There's a subsidy also for nuclear, though they're not calling it that, because Liberal Democrats in the coalition wouldn't stand for it. The support is a guarantee of loans from private finance to those building the first of the next generation of new nuclear power stations. The big question is what floor price the government is willing to put on nuclear energy, to make it sufficiently attractive to generators to construct new plants.

That is still being negotiated, and after long delays, the timetable's slipping again. We're told August is now the target month to find out a proposed fee, with December remaining the target date for the finalised figure.

As part of that, we'll find out more about the price support regime for renewable energy. Under agreements known as Contracts for Difference, each form of energy gets a different 'strike price'. If the market price is below that, then the producing company gets the difference made up.

Linking the islands

We've learned today that wave power's strike price, under this new system, would be £305 for wave and tidal, if approved next December. That compares with the average price per megawatt-hour over the past year at below £50.

Offshore wind would receive £155 per megawatt-hour next year, declining to £135 by 2018. DECC reckons that should be sufficient to unlock investment in 8 gigawatts of capacity - considerably more than Scotland's needs.
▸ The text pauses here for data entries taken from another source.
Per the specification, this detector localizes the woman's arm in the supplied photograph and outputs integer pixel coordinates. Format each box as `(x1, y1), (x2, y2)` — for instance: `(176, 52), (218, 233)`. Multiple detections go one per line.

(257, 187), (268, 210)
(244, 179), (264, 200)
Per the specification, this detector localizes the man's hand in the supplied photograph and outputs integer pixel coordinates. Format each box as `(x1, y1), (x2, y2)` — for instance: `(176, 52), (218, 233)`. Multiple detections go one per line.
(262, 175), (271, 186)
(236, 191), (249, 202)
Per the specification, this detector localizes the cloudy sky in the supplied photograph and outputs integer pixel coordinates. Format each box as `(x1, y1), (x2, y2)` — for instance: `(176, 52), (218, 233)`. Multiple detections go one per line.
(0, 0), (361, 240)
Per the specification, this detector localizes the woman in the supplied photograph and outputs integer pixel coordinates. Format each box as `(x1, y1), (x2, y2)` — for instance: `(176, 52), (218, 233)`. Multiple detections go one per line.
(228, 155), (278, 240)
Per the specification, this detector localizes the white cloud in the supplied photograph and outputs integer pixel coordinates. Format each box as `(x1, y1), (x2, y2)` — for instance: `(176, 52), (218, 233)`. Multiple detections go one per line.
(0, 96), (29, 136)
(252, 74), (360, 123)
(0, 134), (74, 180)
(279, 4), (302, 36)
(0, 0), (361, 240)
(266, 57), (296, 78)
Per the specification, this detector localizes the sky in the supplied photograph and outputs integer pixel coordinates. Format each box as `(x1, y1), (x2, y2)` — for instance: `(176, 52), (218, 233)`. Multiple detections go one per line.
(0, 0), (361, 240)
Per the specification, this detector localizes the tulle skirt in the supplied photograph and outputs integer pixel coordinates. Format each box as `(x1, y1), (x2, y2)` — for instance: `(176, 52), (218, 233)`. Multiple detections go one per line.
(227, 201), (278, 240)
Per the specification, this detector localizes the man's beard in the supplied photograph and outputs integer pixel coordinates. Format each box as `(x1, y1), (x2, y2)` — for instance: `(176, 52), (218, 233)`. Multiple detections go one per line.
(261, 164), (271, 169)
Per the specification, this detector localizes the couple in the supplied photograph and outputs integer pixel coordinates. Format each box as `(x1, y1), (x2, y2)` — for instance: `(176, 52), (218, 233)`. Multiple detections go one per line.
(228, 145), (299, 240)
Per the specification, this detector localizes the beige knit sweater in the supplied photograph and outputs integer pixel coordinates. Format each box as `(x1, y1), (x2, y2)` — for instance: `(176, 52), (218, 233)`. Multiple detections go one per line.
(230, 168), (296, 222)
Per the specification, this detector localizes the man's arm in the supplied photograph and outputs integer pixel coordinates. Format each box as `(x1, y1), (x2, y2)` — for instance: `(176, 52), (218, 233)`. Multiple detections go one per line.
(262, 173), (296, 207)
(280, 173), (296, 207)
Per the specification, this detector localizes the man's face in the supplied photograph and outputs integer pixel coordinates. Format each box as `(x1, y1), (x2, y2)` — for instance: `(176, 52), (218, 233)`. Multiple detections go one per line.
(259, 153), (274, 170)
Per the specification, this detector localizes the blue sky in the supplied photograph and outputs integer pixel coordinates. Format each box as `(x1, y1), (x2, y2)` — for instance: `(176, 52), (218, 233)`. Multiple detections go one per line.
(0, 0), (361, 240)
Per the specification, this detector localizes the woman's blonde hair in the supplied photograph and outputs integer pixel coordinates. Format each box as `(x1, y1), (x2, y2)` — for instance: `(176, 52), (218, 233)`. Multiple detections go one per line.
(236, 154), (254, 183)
Onshore wind, which is closer to being commercially viable, starts at £100 per megawatt hour next year, and declines less steeply, with most of these Contracts for Difference applying and guaranteeing income streams for 15 years.

There may be a much higher level of support for power coming from Orkney, Shetland and the Western Isles. The cost of linking them to the mainland and the national grid is very high, but they have such big potential for wind and marine power that there's a case for providing a business incentive for doing so.

The case has been made, and today we learned that it's been accepted. This summer will see a consultation on figuring out how to make it happen.

Paying the bills

There's a catch with today's new numbers. The information DECC has published only tells you the rate for the job. It doesn't tell you how much the government is willing to commit to buying from each source.

As an industry expert explained it to me, it's as if you've been told you'll earn £100 per hour, but you don't know if that's for one or 40 hours a week. So it's no basis on which to plan your finances.

That much will have to be spelled out in the next couple of months, and decided by the end of the year. Only then can the renewables industry properly get to work.

And as these strike prices will only be for installations between 2014 and 2019, it leaves open the question of whether Britain's commitment to reducing carbon emissions will continue to allow for investment into the next decade. Only when the industry knows that will the prospect of new turbine factories begin to come true.

And where is this subsidy to come from? It's worth remembering this is not government generosity. Consumers will be paying for renewable energy on their bills - up to £4.3bn in 2015-16, rising to a maximum in 2020, and at today's prices, of £7.6bn.